Over Hindostanen is vooral de laatste jaren het een en ander geschreven. Maar dit boek onderscheidt zich van voorgaande werken in drie opzichten: het maakt de verbinding tussen de afschaffing van de slavernij en de immigratie zichtbaar en bespreekt de stelling dat Hindostanen zijn aangevoerd om slaven te vervangen; het schetst de ‘levende culturele erfenis’ die ontstond nadat de arbeiders zich als boeren in Suriname vestigden; en het gaat in op de effecten van het verleden op Hindostanen in Nederland.
Het boek beoogt dus directe verbindingen te maken tussen het verleden in Suriname en het heden in Nederland, tussen de doorwerking van het cultureel erfgoed dat voorgaande generaties hebben voortgebracht en de manier waarop dat is opgenomen in de etnische gemeenschap in Nederland. Daarnaast blikt het terug op het verleden vanuit nieuwe waarden en perspectieven. Het klinkt als een paradox – wat het ook is – wanneer wij stellen dat door deze verbindingen voor het voetlicht te halen geschiedenis wordt geactualiseerd.
Drie grote thema’s hebben in dit boek het perspectief op de koloniale geschiedenis van Hindostanen bepaald.
Het eerste is de verhouding tussen slavernij en contractarbeid. Dat Hindostaanse arbeiders zijn aangevoerd om slaven te vervangen is naar ons inzicht een onjuiste voorstelling, want dat zou betekenen dat de contractarbeiders ook slaven zouden zijn. Het verhaal blijkt complexer te zijn: de aanvoer van arbeiders was een middel om de loonhoogte te reguleren die na de afschaffing van de slavernij een probleem werd. In de eerste helft van de negentiende eeuw was ongeveer een derde van de voormalige slavenbevolking vrijverklaard. Er was dus ‘vrije arbeid’ beschikbaar, die werd aangevuld met Chinese en West-Indische immigranten. Ook de voormalige slaven waren direct na de afschaffing van de slavernij onderdeel van dit proces, maar ondanks de verplichting om tien jaar lang jaarlijks als loonarbeiders te werken, nam hun betrokkenheid bij de plantage-economie af.

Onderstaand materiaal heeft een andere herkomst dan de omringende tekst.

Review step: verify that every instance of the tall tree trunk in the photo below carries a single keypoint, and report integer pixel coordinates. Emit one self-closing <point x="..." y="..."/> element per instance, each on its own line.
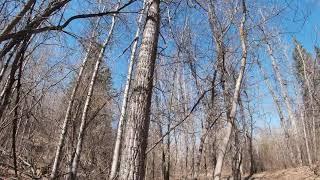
<point x="133" y="156"/>
<point x="117" y="147"/>
<point x="305" y="137"/>
<point x="223" y="146"/>
<point x="84" y="115"/>
<point x="310" y="93"/>
<point x="205" y="131"/>
<point x="64" y="128"/>
<point x="276" y="100"/>
<point x="14" y="121"/>
<point x="285" y="95"/>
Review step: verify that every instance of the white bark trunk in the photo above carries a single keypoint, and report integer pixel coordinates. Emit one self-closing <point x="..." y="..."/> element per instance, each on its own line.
<point x="229" y="128"/>
<point x="80" y="138"/>
<point x="285" y="95"/>
<point x="305" y="73"/>
<point x="64" y="128"/>
<point x="133" y="155"/>
<point x="117" y="148"/>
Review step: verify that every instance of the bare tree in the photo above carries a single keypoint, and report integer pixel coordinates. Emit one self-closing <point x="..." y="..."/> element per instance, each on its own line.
<point x="133" y="156"/>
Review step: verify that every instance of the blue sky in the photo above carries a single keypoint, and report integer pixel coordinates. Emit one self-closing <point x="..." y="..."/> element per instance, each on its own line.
<point x="307" y="33"/>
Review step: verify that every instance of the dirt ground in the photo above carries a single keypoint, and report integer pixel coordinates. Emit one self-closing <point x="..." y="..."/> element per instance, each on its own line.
<point x="300" y="173"/>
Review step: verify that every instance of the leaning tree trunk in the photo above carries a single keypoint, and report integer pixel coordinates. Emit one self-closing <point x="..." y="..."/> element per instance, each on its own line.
<point x="117" y="146"/>
<point x="285" y="95"/>
<point x="223" y="146"/>
<point x="64" y="128"/>
<point x="310" y="93"/>
<point x="80" y="138"/>
<point x="133" y="156"/>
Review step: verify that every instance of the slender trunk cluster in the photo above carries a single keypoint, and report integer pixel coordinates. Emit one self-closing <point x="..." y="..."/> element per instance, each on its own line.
<point x="229" y="128"/>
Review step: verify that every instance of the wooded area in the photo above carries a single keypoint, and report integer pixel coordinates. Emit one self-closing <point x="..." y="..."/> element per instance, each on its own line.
<point x="150" y="89"/>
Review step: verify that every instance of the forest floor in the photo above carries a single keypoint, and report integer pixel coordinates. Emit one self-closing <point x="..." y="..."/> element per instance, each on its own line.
<point x="300" y="173"/>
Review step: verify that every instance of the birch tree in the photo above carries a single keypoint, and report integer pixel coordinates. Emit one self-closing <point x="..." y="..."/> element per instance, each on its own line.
<point x="133" y="156"/>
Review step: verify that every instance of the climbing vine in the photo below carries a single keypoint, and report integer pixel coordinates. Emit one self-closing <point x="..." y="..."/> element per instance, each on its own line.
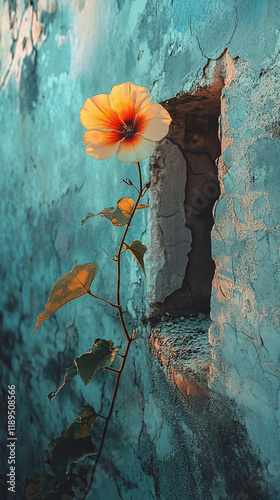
<point x="124" y="123"/>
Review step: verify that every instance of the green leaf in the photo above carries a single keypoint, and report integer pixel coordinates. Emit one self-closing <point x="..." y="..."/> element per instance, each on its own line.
<point x="48" y="484"/>
<point x="67" y="452"/>
<point x="71" y="286"/>
<point x="100" y="355"/>
<point x="70" y="372"/>
<point x="120" y="215"/>
<point x="138" y="250"/>
<point x="32" y="490"/>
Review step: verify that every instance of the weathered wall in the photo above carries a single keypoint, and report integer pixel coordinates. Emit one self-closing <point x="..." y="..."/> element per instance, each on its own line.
<point x="223" y="441"/>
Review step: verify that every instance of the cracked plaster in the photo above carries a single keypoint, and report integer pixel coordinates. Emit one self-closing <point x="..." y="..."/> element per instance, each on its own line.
<point x="69" y="51"/>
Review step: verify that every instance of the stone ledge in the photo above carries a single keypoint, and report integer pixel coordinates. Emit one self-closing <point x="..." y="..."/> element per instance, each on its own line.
<point x="183" y="350"/>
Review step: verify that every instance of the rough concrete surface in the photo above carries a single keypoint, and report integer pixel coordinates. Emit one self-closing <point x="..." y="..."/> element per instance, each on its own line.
<point x="161" y="445"/>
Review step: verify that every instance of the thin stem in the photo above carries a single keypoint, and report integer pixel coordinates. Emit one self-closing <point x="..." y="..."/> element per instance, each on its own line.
<point x="129" y="338"/>
<point x="103" y="300"/>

Het tweede thema bestaat uit de vestiging van de contractarbeiders als boeren. In die periode hebben de Hindostanen de rijstcultuur ontwikkeld en tot nationaal gerecht gemaakt. Daarnaast hebben zij een eigen gemeenschap ontwikkeld en een cultuur geproduceerd die nu als erfgoed wordt beschouwd.
Het derde thema is de positie van jongere Hindostanen in Nederland. De verbinding met het koloniale verleden zoals dat tot uiting komt in het cultureel erfgoed raakt in het bijzonder deze generatie. Discussies over het koloniaal verleden stellen hen teleur, want in dat debat komen zij nauwelijks voor, terwijl het bewustzijn groeit dat hun voorouders een onlosmakelijk onderdeel zijn geweest van de Nederlandse geschiedenis.
Dee voorpublicatie is een bewerking van het inleidend hoofdstuk en het slothoofdstuk van Ongezien. Ongehoord. Hindostanen in de Nederlandse koloniale geschiedenis, van Jaswina Elahi en Ruben Gowricharn (Uitgeverij Walburg Pers, mei 2023). Dit jaar is het 150 jaar geleden dat de eerste Indiase immigranten voet zetten op Surinaamse grond. Het hele jaar worden daarom activiteiten georganiseerd in het teken van de Aparwasi Divas, de immigratiedag op 5 juni.